Fingerprint databases

During training, Amp saves fingerprints (and the more expensive fingerprint derivatives) to an on-disk database so that they can be reused across runs or shared between multiple calculators trained on the same images.

During inference — including MD simulations, relaxations, and any use of a loaded calculator — Amp defaults to ephemeral mode: fingerprints are kept only in memory and are never written to disk. Each new image evicts the previous one, so memory usage stays bounded regardless of trajectory length. This is the default behaviour of Amp.load() and Bootstrap.load().

To opt into disk caching during inference (e.g., for re-training after load), pass an explicit dblabel string:

calc = Amp.load('amp.amp', dblabel='amp-data')

To share a single on-disk cache across multiple calculators during training, point them all at the same location:

calc1 = Amp(..., dblabel='shared-db')
calc2 = Amp(..., dblabel='shared-db')

Format

The database format is custom for Amp, and is designed to be as simple as possible. Amp databases end in the extension .ampdb.

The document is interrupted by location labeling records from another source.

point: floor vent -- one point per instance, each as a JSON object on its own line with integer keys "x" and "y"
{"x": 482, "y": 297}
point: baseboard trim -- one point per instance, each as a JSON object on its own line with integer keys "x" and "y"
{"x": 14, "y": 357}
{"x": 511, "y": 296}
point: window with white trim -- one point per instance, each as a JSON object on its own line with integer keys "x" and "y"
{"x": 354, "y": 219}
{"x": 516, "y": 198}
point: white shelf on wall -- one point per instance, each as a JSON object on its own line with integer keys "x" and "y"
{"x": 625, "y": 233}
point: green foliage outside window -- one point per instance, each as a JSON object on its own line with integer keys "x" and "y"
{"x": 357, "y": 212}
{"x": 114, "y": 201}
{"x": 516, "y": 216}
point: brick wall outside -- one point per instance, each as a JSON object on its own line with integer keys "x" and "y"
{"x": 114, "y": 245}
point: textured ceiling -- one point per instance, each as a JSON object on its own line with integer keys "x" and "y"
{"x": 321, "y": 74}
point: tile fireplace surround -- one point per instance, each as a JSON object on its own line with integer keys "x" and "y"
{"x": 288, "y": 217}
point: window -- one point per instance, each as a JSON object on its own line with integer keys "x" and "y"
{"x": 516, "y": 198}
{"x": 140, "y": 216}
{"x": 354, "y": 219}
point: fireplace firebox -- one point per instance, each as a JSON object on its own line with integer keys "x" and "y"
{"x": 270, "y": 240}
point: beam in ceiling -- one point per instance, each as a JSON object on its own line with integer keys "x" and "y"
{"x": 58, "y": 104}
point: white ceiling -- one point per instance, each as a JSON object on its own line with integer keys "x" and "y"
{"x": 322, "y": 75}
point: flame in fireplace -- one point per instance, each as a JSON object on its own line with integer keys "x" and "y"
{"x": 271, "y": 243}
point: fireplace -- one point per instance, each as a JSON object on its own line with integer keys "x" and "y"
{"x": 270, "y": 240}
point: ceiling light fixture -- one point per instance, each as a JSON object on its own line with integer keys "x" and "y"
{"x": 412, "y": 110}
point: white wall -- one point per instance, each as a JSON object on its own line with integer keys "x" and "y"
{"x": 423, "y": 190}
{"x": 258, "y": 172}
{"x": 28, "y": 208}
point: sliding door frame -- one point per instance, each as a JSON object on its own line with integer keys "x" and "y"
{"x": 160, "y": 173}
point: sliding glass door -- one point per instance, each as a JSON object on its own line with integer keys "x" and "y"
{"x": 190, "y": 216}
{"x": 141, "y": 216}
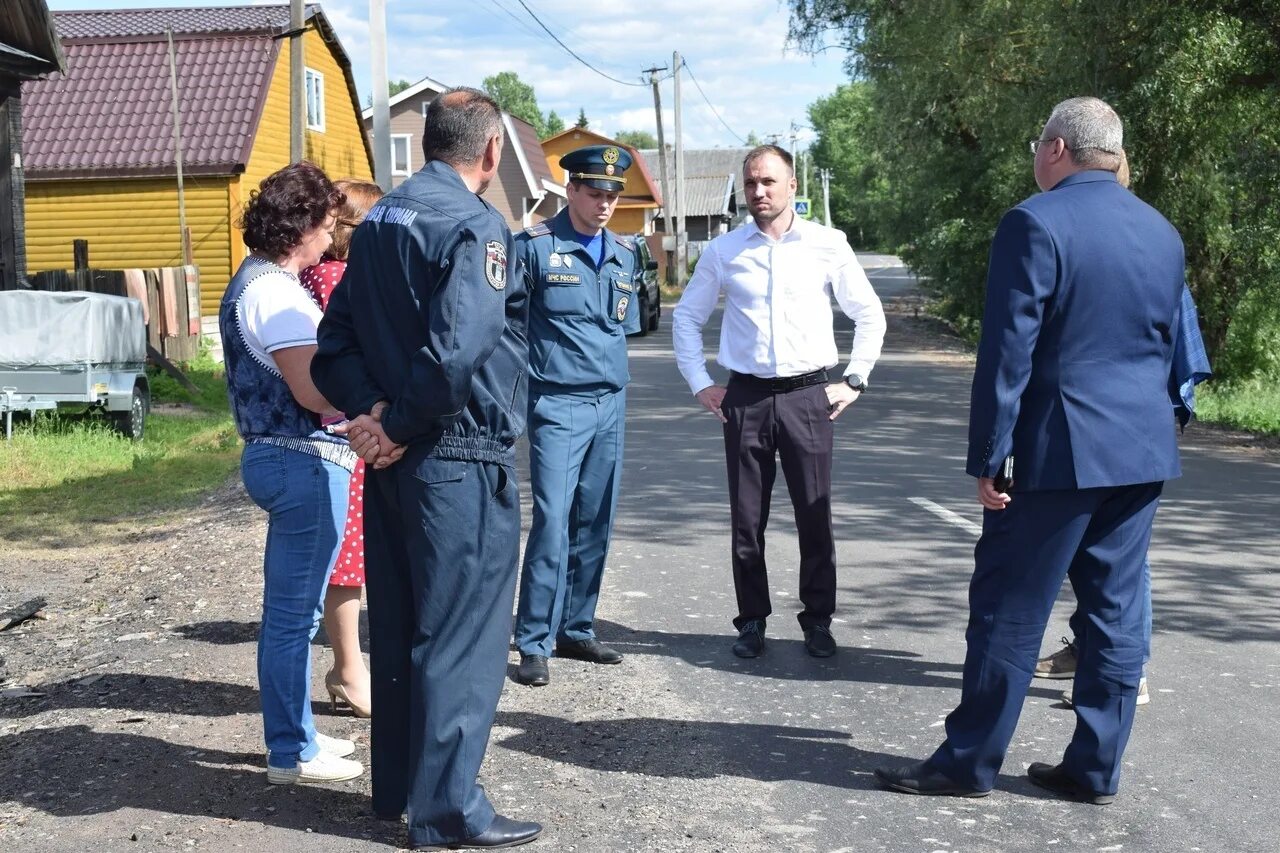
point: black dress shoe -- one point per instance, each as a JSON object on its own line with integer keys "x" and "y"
{"x": 1055, "y": 779}
{"x": 502, "y": 833}
{"x": 533, "y": 670}
{"x": 750, "y": 639}
{"x": 919, "y": 779}
{"x": 592, "y": 651}
{"x": 819, "y": 642}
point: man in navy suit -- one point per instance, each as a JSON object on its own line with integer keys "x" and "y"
{"x": 1073, "y": 368}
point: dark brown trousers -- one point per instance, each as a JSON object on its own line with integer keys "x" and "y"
{"x": 763, "y": 427}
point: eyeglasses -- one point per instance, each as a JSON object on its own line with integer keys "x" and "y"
{"x": 1034, "y": 146}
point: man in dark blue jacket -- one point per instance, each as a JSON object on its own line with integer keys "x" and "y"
{"x": 583, "y": 282}
{"x": 1072, "y": 381}
{"x": 424, "y": 346}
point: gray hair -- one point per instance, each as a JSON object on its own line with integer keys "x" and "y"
{"x": 458, "y": 126}
{"x": 1092, "y": 131}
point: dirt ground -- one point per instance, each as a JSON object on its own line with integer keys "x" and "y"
{"x": 128, "y": 707}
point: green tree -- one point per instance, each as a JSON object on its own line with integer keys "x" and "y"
{"x": 636, "y": 138}
{"x": 862, "y": 201}
{"x": 554, "y": 124}
{"x": 955, "y": 91}
{"x": 517, "y": 97}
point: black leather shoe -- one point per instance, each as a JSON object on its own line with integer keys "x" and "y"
{"x": 819, "y": 642}
{"x": 1055, "y": 779}
{"x": 919, "y": 779}
{"x": 750, "y": 639}
{"x": 592, "y": 651}
{"x": 533, "y": 670}
{"x": 502, "y": 833}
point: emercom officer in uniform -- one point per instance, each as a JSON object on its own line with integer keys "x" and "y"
{"x": 424, "y": 346}
{"x": 583, "y": 284}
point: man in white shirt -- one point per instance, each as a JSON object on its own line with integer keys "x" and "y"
{"x": 778, "y": 274}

In its simplest form, it is just a directory with one file per image; that is, you will see something like below:

label-fingerprints.ampdb/
    loose/
        f60b3324f6001d810afbab9f85a6ea5f
        aeaaa21e5faccc62bae94c5c48b04031

In the above, each file in the directory “loose” is the hash of an image, and contains that image’s fingerprint. We use a file-based “database” to avoid conflicts with multiple processes accessing a database at the same time, which can cause conflicts.

However, for large training sets this can lead to lots of loose files, which can eat up a lot of memory, and with the large number of files slow down indexing jobs (like backups and scans). Therefore, you can compress the database with the amp-compress tool, described below.

Compress

To save disk space, you may periodically want to run the utility amp-compress (contained in the tools directory of the amp package; this should be on your path for normal installations). In this case, you would run amp-compress <filename>, which would result in the above .ampdb file being changed to:

label-fingerprints.ampdb/
    archive.tar.gz
    loose/

That is, the two fingerprints that were in the “loose” directory are now in the file “archive.tar.gz”.

You can also use the –recursive (or -r) flag to compress all ampdb files in or below the specified directory.

When Amp reads from the above database, it first looks in the “loose” directory for the fingerprint. If it is not there, it looks in “archive.tar.gz”. If it is not there, it calculates the fingerprint and adds it to the “loose” directory.

Future

We plan to make the amp-compress tool more automated. If the user does not supply a separate dblabel keyword, then we assume that their process is the only process using the database, and it is safe to compress the database at the end of their training job. This would automatically clean up the loose files at the end of the job.